Cromer reached Jupiter in poor health. He insisted on participating in the whole operation of dumping the cargo in the European sea, what, they believed, should apply a mortal blow on all mecko operations. Upon completion of the mission, they started to dispose of the several coffins containing the bodies of the deceased. He planned his own burial ceremony as a simple operation designed not to be a burden on those still alive. Feeling sick he carried his coffin to the mortuary chapel and performed some of the farewell rituals by himself. He placed his favorite belongings into the coffin and lay down inside it, resisting for a few hours before dying in solitude, proud to have completed his mission. He only expected his crewmates would eject the casket into space. But even this simple task could not be completed. His body was found in the chapel, next to the ejection hatch when all the other crew members were already too weak to dispose of his body. With great difficulty they decided that it would be lawful and moral, under the extreme circumstances, to disregard the rituals. They lay on the floor and waited for life to drain out of their weakened bodies.

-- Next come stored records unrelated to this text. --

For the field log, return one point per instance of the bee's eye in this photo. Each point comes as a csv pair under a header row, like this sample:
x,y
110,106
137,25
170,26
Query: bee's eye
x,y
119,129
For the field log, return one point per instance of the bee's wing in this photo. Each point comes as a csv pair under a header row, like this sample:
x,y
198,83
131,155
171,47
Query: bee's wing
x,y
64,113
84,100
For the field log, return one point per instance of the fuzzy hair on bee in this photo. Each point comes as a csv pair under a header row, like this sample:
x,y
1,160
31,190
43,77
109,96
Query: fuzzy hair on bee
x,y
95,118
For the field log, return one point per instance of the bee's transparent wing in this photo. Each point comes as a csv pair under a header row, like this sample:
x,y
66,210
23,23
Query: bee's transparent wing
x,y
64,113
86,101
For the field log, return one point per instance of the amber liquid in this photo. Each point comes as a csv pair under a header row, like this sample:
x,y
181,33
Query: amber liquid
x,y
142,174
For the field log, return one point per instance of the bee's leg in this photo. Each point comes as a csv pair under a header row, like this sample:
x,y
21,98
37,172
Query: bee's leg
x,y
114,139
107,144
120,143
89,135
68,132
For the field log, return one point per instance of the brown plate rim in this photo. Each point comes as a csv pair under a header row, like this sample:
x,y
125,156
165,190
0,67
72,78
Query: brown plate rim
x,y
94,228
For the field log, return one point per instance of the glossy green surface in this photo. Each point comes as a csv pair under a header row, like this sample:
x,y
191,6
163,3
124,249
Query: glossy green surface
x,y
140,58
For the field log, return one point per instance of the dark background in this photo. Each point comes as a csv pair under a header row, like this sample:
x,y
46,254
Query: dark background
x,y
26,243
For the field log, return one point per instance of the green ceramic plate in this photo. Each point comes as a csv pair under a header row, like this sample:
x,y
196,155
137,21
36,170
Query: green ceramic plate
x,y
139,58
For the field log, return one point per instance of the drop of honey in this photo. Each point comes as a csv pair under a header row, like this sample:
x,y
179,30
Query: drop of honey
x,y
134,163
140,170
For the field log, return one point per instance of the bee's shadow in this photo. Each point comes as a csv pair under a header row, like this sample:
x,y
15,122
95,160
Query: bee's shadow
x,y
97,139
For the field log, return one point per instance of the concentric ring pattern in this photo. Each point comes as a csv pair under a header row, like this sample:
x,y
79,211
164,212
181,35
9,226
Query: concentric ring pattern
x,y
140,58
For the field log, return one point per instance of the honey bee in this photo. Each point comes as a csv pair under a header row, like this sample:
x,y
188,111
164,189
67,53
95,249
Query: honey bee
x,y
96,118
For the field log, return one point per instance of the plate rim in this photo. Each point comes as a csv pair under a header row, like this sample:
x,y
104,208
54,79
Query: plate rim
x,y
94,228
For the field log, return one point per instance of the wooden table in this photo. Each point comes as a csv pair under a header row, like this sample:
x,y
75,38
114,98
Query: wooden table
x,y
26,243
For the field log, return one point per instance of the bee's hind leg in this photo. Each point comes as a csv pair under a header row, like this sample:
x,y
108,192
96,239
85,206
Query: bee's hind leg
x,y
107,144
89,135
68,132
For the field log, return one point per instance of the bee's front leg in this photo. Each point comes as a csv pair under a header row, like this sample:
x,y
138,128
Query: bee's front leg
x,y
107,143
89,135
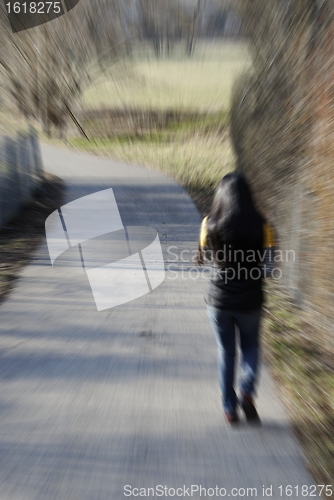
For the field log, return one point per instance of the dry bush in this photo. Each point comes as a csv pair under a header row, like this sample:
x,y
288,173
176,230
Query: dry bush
x,y
282,130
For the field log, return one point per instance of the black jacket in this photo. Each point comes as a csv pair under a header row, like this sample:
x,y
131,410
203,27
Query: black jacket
x,y
237,283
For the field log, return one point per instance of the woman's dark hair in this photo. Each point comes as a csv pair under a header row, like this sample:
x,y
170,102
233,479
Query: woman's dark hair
x,y
233,219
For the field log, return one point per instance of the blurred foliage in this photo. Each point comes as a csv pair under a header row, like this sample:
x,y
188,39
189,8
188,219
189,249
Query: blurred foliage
x,y
282,129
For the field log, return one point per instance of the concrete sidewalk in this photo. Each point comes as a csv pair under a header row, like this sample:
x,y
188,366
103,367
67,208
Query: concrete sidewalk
x,y
93,401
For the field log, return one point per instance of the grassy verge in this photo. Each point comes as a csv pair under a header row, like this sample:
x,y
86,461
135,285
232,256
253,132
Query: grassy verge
x,y
25,231
197,154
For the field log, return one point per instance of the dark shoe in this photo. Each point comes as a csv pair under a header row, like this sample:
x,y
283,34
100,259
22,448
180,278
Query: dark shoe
x,y
247,404
232,417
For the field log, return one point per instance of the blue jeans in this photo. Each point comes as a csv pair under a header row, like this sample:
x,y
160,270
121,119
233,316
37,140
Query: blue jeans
x,y
224,324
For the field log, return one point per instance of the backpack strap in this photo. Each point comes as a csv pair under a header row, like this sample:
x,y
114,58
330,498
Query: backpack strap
x,y
269,239
203,233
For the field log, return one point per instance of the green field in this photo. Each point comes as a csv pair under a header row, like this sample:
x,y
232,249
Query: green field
x,y
202,82
198,153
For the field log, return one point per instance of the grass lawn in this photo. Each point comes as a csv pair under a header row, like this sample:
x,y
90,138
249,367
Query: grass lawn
x,y
197,153
200,83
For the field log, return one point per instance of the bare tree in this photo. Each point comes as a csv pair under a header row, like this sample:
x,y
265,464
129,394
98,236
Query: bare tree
x,y
46,68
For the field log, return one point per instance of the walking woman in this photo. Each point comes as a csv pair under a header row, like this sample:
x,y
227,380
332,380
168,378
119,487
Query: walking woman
x,y
233,238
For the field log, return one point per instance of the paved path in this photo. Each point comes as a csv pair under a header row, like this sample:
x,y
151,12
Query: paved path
x,y
93,401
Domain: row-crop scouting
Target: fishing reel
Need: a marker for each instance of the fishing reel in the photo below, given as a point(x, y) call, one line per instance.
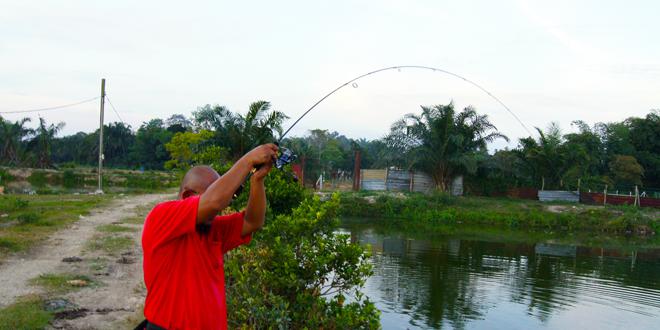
point(286, 157)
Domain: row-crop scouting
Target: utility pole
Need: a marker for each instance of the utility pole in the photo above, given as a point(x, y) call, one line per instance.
point(356, 171)
point(100, 189)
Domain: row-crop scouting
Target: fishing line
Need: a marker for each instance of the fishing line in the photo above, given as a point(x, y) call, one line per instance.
point(353, 83)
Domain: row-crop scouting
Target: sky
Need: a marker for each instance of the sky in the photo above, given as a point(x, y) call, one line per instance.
point(596, 61)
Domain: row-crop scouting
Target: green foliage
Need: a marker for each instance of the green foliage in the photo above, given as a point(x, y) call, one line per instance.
point(184, 148)
point(5, 177)
point(626, 170)
point(26, 314)
point(297, 273)
point(441, 142)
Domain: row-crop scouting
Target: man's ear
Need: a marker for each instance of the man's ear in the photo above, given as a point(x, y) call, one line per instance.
point(187, 193)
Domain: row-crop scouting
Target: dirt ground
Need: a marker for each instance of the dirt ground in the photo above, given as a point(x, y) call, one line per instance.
point(115, 296)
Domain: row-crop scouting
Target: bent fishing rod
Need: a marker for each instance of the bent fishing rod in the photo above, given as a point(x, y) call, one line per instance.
point(287, 156)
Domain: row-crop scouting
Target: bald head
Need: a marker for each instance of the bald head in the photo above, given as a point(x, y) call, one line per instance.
point(196, 180)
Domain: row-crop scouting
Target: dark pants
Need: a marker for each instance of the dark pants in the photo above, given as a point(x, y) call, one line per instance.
point(148, 326)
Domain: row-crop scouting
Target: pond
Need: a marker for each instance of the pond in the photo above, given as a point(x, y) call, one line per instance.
point(466, 283)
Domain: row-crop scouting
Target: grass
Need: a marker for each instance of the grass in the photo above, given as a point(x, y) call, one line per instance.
point(115, 228)
point(110, 244)
point(31, 218)
point(59, 283)
point(141, 212)
point(27, 313)
point(437, 212)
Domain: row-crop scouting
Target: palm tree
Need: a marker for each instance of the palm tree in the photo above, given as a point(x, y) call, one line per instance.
point(42, 141)
point(441, 142)
point(238, 132)
point(544, 157)
point(12, 136)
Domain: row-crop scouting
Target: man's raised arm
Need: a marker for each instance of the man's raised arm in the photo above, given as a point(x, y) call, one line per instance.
point(219, 194)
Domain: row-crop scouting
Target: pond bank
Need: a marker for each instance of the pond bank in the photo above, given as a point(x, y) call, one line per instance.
point(438, 212)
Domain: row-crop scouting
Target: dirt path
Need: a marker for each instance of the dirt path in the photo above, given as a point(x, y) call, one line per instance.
point(118, 290)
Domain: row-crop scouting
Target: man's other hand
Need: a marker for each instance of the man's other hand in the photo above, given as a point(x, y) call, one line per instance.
point(262, 155)
point(261, 173)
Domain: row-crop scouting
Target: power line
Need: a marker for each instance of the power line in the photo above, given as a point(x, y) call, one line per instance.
point(53, 108)
point(113, 109)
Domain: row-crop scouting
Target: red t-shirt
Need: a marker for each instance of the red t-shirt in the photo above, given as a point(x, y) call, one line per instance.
point(183, 269)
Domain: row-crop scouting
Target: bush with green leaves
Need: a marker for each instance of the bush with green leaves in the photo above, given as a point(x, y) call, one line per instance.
point(298, 274)
point(283, 191)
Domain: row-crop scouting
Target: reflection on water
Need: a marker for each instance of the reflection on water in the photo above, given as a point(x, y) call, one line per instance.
point(459, 283)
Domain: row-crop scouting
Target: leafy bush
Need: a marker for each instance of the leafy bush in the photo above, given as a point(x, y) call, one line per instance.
point(283, 192)
point(5, 177)
point(297, 274)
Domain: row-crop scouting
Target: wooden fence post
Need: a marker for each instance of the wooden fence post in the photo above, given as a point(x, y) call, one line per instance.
point(387, 174)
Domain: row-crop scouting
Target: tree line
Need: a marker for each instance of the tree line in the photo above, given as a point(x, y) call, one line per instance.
point(438, 140)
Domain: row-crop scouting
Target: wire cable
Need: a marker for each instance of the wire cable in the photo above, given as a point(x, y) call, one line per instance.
point(53, 108)
point(115, 110)
point(399, 68)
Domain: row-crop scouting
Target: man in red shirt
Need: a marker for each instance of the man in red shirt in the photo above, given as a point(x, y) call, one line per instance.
point(184, 242)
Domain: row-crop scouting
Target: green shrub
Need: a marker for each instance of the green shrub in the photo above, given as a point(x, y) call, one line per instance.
point(5, 177)
point(282, 191)
point(296, 273)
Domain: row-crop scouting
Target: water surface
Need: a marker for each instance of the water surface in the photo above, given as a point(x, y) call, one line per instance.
point(466, 283)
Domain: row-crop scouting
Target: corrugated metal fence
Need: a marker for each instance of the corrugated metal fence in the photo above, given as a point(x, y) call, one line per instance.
point(395, 180)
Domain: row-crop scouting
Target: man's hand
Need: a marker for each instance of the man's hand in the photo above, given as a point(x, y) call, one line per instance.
point(260, 174)
point(263, 154)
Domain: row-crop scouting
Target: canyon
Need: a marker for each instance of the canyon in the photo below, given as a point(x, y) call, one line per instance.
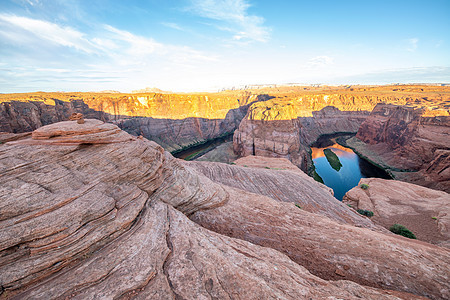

The death of the last Mayflower crew member also marked the extinction of a people. They were the proud and unruly men and women of Mars, who turned against the meckos, attacked and defeated them, moved by the ideals of building a haughty, independent society. They wished to be remembered by their deeds. The things they have done should flourish on Earth, the birthplace of their kind, where they would never set a foot. The plan included feeding the opposition and dissension between meckos and humans at Earth and conducting a severe attack on the meckos installed in Europe. The attack was designated to kill everyone and to destruct all the equipment necessary for future settlements. It all went well, with one exception. They have not anticipated the extremely long delay for the Mayflower to reach its target. When the mission was finally accomplished, the meckos had already left for Earth, bearing the seeds of a new civilization.
Even after the crew was all dead, the spacecraft continued to operate for many years, traveling over an eccentric orbit around Jupiter and bouncing among the satellites’ attractions. After running out of fuel, the solar batteries kept a weak gravitational field on until the encounter with the Orion.